El milagro verde en la maceta olvidada parecía burlarse de las leyes de la naturaleza. El helecho, hace un minuto un esqueleto marrón y quebradizo, ahora era una explosión de vitalidad esmeralda, sus hojas desplegándose con una arrogancia exuberante, las pequeñas flores blancas emitiendo un perfume dulce que luchaba contra el olor a sudor y violencia del gimnasio.

Ronan no miraba la planta. Miraba a Seraphina.

Su pecho desnudo y brillante de sudor subía y bajaba, pero no por el esfuerzo del combate. Sus ojos dorados estaban fijos en ella con una mezcla de reverencia y terror absoluto.

—No te muevas —ordenó, su voz un susurro ronco.

Se acercó a ella con cautela, como si de repente se hubiera convertido en una bomba nuclear sin cuenta regresiva. Tomó su brazo herido, sus dedos grandes y callosos rozando la piel con una delicadeza extrema. El rasguño ya no existía. La piel estaba pálida, perfecta, sin siquiera una línea rosada que recordara el corte.
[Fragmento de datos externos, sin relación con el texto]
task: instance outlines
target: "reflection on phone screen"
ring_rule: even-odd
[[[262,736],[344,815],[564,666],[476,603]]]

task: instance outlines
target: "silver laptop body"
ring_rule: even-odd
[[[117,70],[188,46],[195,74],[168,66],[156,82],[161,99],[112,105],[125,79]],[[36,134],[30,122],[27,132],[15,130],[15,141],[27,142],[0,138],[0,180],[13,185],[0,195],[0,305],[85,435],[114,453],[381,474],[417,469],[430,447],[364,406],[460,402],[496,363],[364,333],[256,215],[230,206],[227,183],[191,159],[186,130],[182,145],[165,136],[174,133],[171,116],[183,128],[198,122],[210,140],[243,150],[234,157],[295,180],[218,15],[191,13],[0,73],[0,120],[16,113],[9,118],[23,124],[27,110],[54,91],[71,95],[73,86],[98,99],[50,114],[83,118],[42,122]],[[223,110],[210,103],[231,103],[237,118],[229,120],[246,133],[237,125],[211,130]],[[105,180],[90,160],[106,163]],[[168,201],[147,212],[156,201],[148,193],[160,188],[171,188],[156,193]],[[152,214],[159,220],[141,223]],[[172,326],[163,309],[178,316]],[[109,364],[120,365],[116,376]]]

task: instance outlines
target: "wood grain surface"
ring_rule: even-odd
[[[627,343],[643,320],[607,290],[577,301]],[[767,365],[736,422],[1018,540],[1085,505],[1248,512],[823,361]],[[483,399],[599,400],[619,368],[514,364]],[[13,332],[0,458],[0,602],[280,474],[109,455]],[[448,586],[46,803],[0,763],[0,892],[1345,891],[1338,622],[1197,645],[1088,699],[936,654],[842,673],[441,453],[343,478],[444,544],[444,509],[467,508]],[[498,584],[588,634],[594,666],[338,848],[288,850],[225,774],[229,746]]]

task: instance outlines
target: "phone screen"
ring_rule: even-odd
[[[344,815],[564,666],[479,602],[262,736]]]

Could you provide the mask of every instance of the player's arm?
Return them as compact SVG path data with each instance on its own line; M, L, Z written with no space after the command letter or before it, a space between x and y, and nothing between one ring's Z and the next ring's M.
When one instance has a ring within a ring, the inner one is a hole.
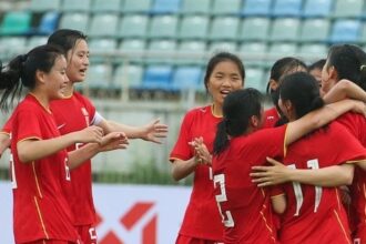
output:
M315 129L322 128L339 115L348 111L365 114L366 106L364 102L356 100L342 100L332 104L327 104L316 111L312 111L301 119L287 124L285 146L301 139L303 135Z
M0 157L2 153L10 146L10 136L8 133L0 132Z
M343 79L323 96L323 100L325 103L333 103L347 98L366 102L366 92L354 82Z
M103 136L101 143L88 143L87 145L69 152L69 166L73 170L90 160L100 152L126 149L129 141L123 133L112 132Z
M189 176L195 167L200 164L201 161L196 156L193 156L190 160L179 160L175 159L172 162L172 175L175 181L180 181Z
M142 126L131 126L108 120L102 120L95 125L101 126L104 133L123 131L129 139L142 139L154 143L161 143L160 140L166 138L167 134L167 125L160 123L159 119Z
M325 187L352 184L354 165L344 163L317 170L289 169L278 161L267 157L271 166L253 166L255 172L250 175L252 182L258 186L282 184L285 182L299 182L304 184Z
M39 140L27 139L17 143L19 160L29 163L49 156L75 143L100 143L103 131L98 126L89 126L82 131L72 132L59 138Z
M286 211L287 202L285 194L271 196L271 203L275 213L283 214Z

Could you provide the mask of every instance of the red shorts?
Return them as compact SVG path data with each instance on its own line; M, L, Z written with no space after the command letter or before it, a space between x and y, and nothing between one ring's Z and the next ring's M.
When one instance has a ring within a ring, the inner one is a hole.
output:
M179 235L176 237L175 244L223 244L223 242L212 241L212 240L203 240L203 238L195 238L185 235Z
M78 225L77 232L83 244L96 244L96 231L94 225Z
M69 241L60 241L60 240L38 240L34 242L27 242L23 244L75 244L75 243Z

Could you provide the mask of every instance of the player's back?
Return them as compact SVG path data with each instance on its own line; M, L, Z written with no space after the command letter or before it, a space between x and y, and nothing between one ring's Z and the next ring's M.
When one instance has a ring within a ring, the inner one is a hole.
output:
M292 169L319 169L362 156L363 146L334 122L288 148L284 163ZM279 232L281 243L348 243L349 227L336 187L299 183L284 185L287 209Z

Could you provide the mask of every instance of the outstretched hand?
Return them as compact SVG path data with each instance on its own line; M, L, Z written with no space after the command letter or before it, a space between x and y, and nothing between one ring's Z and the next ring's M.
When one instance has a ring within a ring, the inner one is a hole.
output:
M212 164L212 155L207 150L207 146L203 142L203 138L195 138L189 143L194 149L194 155L201 164Z
M106 152L118 149L126 149L129 145L129 139L123 132L111 132L103 136L100 143L99 151Z
M271 157L267 157L267 162L271 166L252 167L252 170L255 171L250 174L250 176L253 177L252 182L257 183L260 187L288 182L291 169Z
M89 143L89 142L96 142L101 143L103 138L103 129L92 125L88 126L81 131L73 132L77 142L80 143Z
M160 123L160 119L151 121L143 129L144 132L141 138L145 141L161 144L161 139L167 135L167 125Z

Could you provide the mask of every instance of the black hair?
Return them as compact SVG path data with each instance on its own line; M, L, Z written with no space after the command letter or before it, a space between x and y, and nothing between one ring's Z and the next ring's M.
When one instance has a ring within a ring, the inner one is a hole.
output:
M0 90L3 90L0 99L0 109L8 111L16 96L21 95L22 88L30 90L35 87L35 72L50 72L55 59L63 55L63 51L54 45L39 45L27 54L21 54L11 60L7 67L1 65ZM10 101L8 98L10 96Z
M294 105L296 119L324 105L318 82L306 72L286 75L279 85L279 95L283 102L288 100Z
M88 40L88 37L78 30L60 29L54 31L48 39L47 43L59 45L63 49L67 55L69 50L72 50L79 40Z
M217 124L214 140L214 154L228 146L228 136L240 136L247 131L251 116L261 119L262 101L261 92L253 88L233 91L225 98L223 120Z
M289 71L303 68L307 71L307 65L299 59L294 57L285 57L278 59L271 68L270 80L281 82L281 79L286 75ZM267 93L271 93L270 82L267 84Z
M238 72L240 72L240 75L242 78L242 81L244 83L244 80L245 80L245 68L244 68L244 64L242 62L242 60L233 54L233 53L230 53L230 52L218 52L216 53L214 57L212 57L207 63L207 67L206 67L206 73L204 75L204 87L206 88L207 90L207 84L210 82L210 77L213 72L213 70L215 69L215 67L221 63L221 62L224 62L224 61L232 61L233 63L236 64L237 69L238 69Z
M354 44L333 45L328 52L327 68L334 67L338 80L347 79L366 91L366 53Z
M308 71L316 70L316 69L323 70L325 62L326 62L326 59L319 59L319 60L315 61L314 63L308 65Z

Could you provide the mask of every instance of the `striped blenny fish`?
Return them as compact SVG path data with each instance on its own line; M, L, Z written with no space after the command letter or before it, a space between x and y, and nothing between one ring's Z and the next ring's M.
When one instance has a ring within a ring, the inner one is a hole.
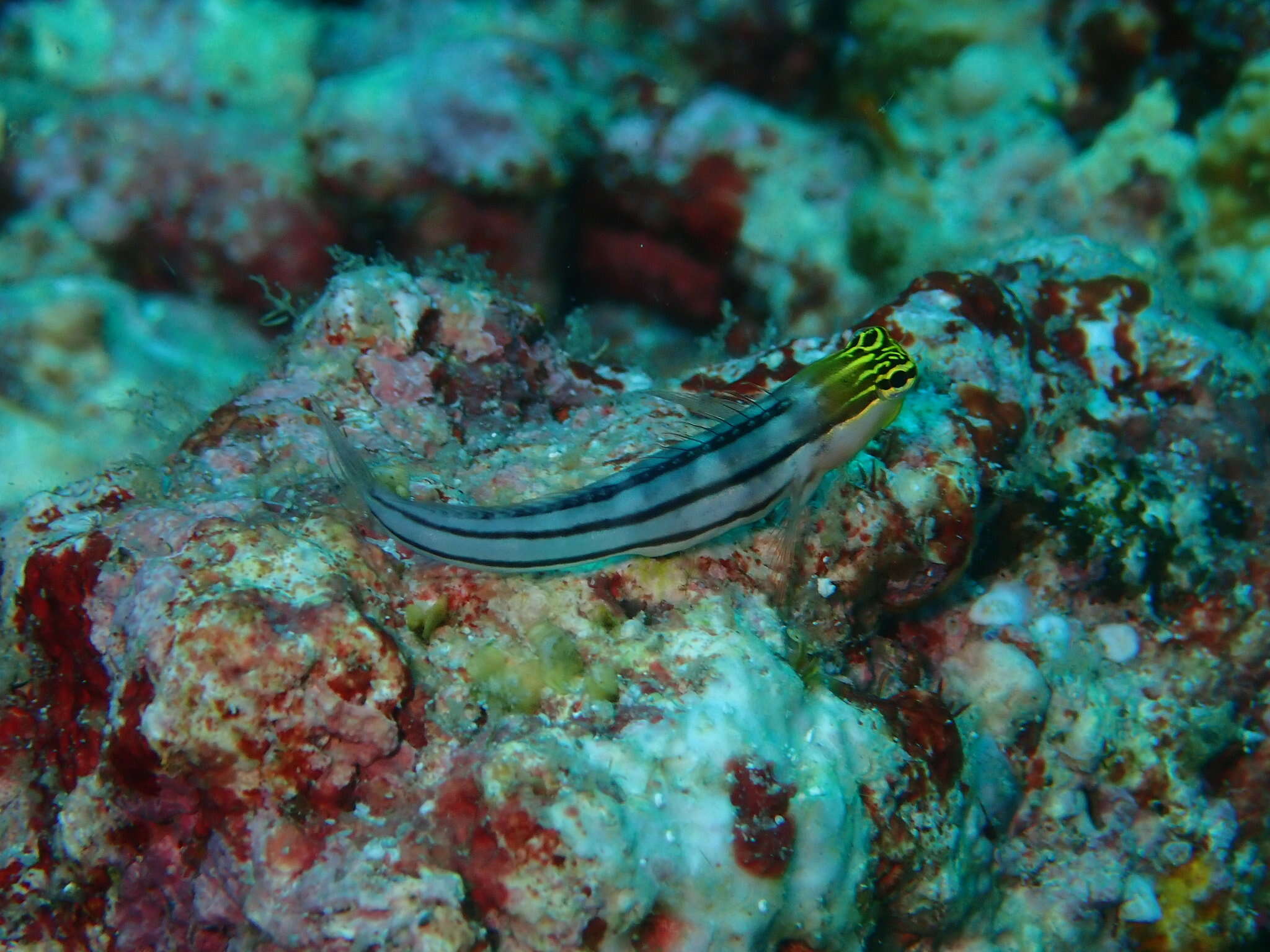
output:
M344 476L384 528L453 565L537 571L678 552L789 501L787 533L829 470L890 424L917 366L881 327L753 400L658 393L715 423L580 489L511 505L404 499L378 482L325 416Z

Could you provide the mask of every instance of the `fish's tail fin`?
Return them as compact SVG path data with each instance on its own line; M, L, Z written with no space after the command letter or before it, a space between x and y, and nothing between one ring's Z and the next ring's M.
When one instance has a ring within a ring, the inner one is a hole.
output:
M356 508L366 509L371 491L375 489L375 475L371 472L371 467L366 465L366 459L353 448L335 421L318 405L318 401L310 401L310 406L326 433L326 442L333 453L331 468L335 470L339 481L348 490L347 495L352 498L351 501L356 503Z

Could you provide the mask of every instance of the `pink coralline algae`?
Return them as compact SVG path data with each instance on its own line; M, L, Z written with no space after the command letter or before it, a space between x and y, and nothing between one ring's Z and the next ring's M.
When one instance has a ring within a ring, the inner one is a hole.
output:
M461 263L337 275L163 471L39 494L8 523L0 937L1252 935L1266 354L1083 240L923 275L860 324L922 383L826 480L777 607L771 524L547 575L392 542L342 501L314 409L386 484L476 503L608 475L678 418ZM768 385L841 341L683 386Z

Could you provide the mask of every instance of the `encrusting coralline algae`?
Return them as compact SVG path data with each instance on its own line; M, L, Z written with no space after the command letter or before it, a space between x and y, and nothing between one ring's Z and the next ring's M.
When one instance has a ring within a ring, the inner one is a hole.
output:
M39 494L8 524L0 934L427 952L1251 934L1267 355L1081 239L926 274L860 325L921 382L826 480L780 612L771 523L550 575L394 543L342 501L315 402L386 482L474 503L608 475L677 411L462 269L334 278L163 471ZM771 386L842 339L682 383Z

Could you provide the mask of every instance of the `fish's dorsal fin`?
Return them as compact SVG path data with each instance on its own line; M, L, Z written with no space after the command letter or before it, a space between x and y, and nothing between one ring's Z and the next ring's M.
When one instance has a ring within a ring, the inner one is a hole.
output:
M737 414L744 414L754 406L752 399L738 393L695 393L686 390L641 390L639 393L678 404L695 416L705 416L719 423Z

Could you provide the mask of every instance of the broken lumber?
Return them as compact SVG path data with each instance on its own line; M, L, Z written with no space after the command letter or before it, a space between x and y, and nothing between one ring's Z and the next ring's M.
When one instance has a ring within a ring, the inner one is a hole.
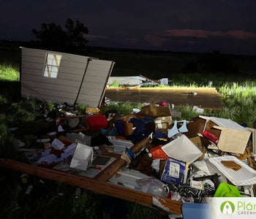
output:
M0 166L15 171L26 172L29 174L41 178L83 188L99 194L105 194L118 199L126 199L146 206L152 206L154 195L124 188L121 185L116 185L105 182L98 182L83 176L71 174L59 170L36 166L10 159L0 159ZM170 212L181 214L181 201L173 201L164 197L161 197L161 199L162 200L161 202L162 204L165 208L167 208Z
M134 145L131 148L135 154L138 153L143 147L146 147L147 143L149 142L149 138L145 138L140 142ZM100 172L94 178L94 180L99 182L108 182L116 173L118 172L125 164L127 161L123 158L119 157L115 160L112 164L110 164L108 167Z

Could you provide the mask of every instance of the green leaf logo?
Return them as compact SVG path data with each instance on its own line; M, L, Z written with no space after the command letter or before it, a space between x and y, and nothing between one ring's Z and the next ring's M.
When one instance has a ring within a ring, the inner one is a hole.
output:
M230 201L224 201L220 205L220 211L225 215L230 215L235 211L235 205Z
—Sanaste —murmuró él, pasando el pulgar por la zona intacta—. En segundos. Y esto... —Señaló la planta con la cabeza—. Esto no es normal. Ni siquiera para un Alpha.

Seraphina miró su propia mano, sintiendo un zumbido extraño bajo su piel, como si su sangre estuviera carbonatada, burbujeando con una energía que no entendía.

—¿Qué significa? —preguntó ella, el miedo empezando a enroscarse en su estómago—. ¿Ronan?

El Alpha se enderezó, su rostro cerrándose en esa máscara de comando que ella conocía bien.

—Significa que nadie puede saberlo.

Agarró una toalla limpia del estante y envolvió el brazo de ella, ocultando la piel perfecta, aunque ya no había herida. Luego, arrancó el helecho de la maceta con un movimiento brusco, sacudiendo la tierra, y lo envolvió en su camiseta sucia.

—Vístete —ordenó—. Vamos a ver a Silas. Ahora.

El viaje a través de la mansión fue furtivo. Ronan se movía por las sombras, evitando a los guardias, con Seraphina pegada a su espalda. La tensión que irradiaba era un campo de fuerza; sus músculos estaban tan tensos que parecían piedra tallada bajo su piel bronceada.

Llegaron a la torre oeste, el dominio del Curandero Anciano. Silas era el miembro más viejo de la manada, un lobo cuya piel era como pergamino arrugado y cuyos ojos estaban velados por cataratas, pero cuya lealtad a la familia Thorsten era absoluta.

El laboratorio de Silas olía a hierbas secas, alcohol y tiempo.

—Alpha —graznó el anciano cuando Ronan cerró la puerta y echó el cerrojo—. ¿Heridos?

—No —dijo Ronan, depositando el helecho envuelto sobre la mesa de examen de acero—. Un misterio.

Ronan desenvolvió la planta. Las flores blancas parecían brillar bajo la luz de las lámparas de gas. Silas se acercó, sus manos nudosas temblando ligeramente, y tocó una hoja.

—Vigorosa —murmuró el anciano—. ¿De dónde salió? No tenemos esta especie en los invernaderos.

—Estaba muerta hace diez minutos —dijo Ronan. Su voz era grave, cargada de peso—. Seraphina sangró sobre ella.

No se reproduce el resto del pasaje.